Later chloride leaves faster.
6. SODIUM (BLUE-CYAN LINE)
What happens?
Sodium reabsorption closely follows water.
Therefore concentration stays near 1 in proximal tubule.
Loop of Henle
Large Na reabsorption occurs.
Concentration falls sharply.
1 → 0.25
Collecting Duct
Water removal causes slight increase.
0.25 → 0.8
Key Concept
✅ Sodium concentration usually changes little because water follows sodium.
7. POTASSIUM (LIGHT BLUE LINE)
Proximal Tubule
Potassium reabsorption parallels water.
Ratio remains around 1.
Thick Ascending Limb
Potassium reabsorbed.
Ratio falls.
Distal Tubule & Collecting Tubule
Principal cells secrete potassium.
Now concentration rises dramatically.
0.3 → 1 → 10
Key Concept
Early = Reabsorption
Late = Secretion
Therefore sharp upward rise.
8. BICARBONATE (GREEN DOTTED LINE)
Only DOTTED LINE
HCO₃⁻ is avidly reabsorbed.
Especially in:
- Proximal tubule
- Thick ascending limb
Result
Concentration steadily falls.
1 → 0.2 → 0.1 → 0.08
Key Concept
✅ Reabsorbed much faster than water
Therefore concentration becomes very low.
9. GLUCOSE (BLACK SOLID LINE GOING DOWN)
What happens?
Almost all glucose is reabsorbed in proximal tubule.
Result
1 → 0 very rapidly
By end of proximal tubule:
Almost none remains.
Key Concept
✅ Complete reabsorption
Normal urine contains no glucose.
10. AMINO ACIDS (PURPLE LINE)
What happens?
Almost 100% reabsorbed in proximal tubule.
Result
Rapid fall to near zero.
Key Concept
✅ Complete reabsorption
Normally absent in urine.
11. PROTEINS (GRAY DOTTED LINE)
What happens?
Very little protein is filtered.
Whatever small amount enters tubule is reabsorbed.
Result
Concentration falls rapidly toward zero.
Key Concept
✅ Filtered proteins are reclaimed.
Normally urine contains almost no protein.

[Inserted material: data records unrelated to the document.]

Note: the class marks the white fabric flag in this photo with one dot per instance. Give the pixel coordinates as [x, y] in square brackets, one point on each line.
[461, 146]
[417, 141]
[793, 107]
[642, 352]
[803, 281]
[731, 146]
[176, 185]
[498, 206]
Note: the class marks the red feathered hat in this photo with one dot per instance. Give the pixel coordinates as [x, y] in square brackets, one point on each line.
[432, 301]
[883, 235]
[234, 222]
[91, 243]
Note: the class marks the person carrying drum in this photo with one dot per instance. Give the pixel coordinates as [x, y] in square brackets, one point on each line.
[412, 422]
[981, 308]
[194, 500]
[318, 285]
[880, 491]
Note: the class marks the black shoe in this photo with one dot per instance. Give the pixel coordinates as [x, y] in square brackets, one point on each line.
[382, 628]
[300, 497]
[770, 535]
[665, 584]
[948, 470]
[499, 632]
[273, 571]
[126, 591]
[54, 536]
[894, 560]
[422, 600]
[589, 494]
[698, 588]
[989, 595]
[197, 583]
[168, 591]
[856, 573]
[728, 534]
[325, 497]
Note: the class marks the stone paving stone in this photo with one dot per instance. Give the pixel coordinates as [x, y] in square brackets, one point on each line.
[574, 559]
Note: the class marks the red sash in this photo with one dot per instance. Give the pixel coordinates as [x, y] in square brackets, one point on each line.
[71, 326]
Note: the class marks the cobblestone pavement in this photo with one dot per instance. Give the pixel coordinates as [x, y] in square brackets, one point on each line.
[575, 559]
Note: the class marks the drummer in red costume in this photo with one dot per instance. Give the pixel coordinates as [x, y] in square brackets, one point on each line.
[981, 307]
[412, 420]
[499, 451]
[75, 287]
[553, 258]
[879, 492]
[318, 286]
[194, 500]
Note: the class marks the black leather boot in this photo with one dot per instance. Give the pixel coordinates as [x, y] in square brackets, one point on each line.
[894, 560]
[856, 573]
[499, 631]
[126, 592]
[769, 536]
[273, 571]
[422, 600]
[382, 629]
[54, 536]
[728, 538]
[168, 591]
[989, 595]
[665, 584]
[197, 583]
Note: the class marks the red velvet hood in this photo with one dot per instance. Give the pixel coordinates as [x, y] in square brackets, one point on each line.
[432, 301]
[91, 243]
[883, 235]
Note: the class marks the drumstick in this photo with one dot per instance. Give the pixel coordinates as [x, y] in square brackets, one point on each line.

WHO GOES UP AND WHO GOES DOWN?
Strong Upward Rise ↑
- PAH ↑↑↑ (secretion)
- Creatinine ↑
- Inulin ↑
- Urea ↑
- Potassium ↑ late
Strong Downward Fall ↓
- Glucose ↓↓↓
- Amino acids ↓↓↓
- Proteins ↓↓↓
- Bicarbonate ↓↓
Rise Then Fall Then Rise
- Sodium
- Chloride
- Potassium
because different nephron segments reabsorb or secrete them differently.UPER-FAST EXAM MEMORY
| Substance | Main Reason for Curve |
|---|---|
| PAH | Filtered + Secreted |
| Creatinine | Water removed, not reabsorbed |
| Inulin | Water removed only |
| Urea | Partly reabsorbed but water removed faster |
| Na⁺ | Reabsorbed with water |
| Cl⁻ | Initially lags behind water, later reabsorbed |
| K⁺ | Reabsorbed early, secreted late |
| HCO₃⁻ | Strongly reabsorbed |
| Glucose | Completely reabsorbed |
| Amino acids | Completely reabsorbed |
| Proteins | Reabsorbed after filtration |
KEY CONCEPT
Think of every line as answering one question:
“Compared with water, is this substance being reabsorbed faster, slower, or secreted?”
- Line goes UP → Substance remains in tubule or is secreted.
- Line goes DOWN → Substance is reabsorbed faster than water.
- Line stays near 1 → Substance and water are reabsorbed at similar rates.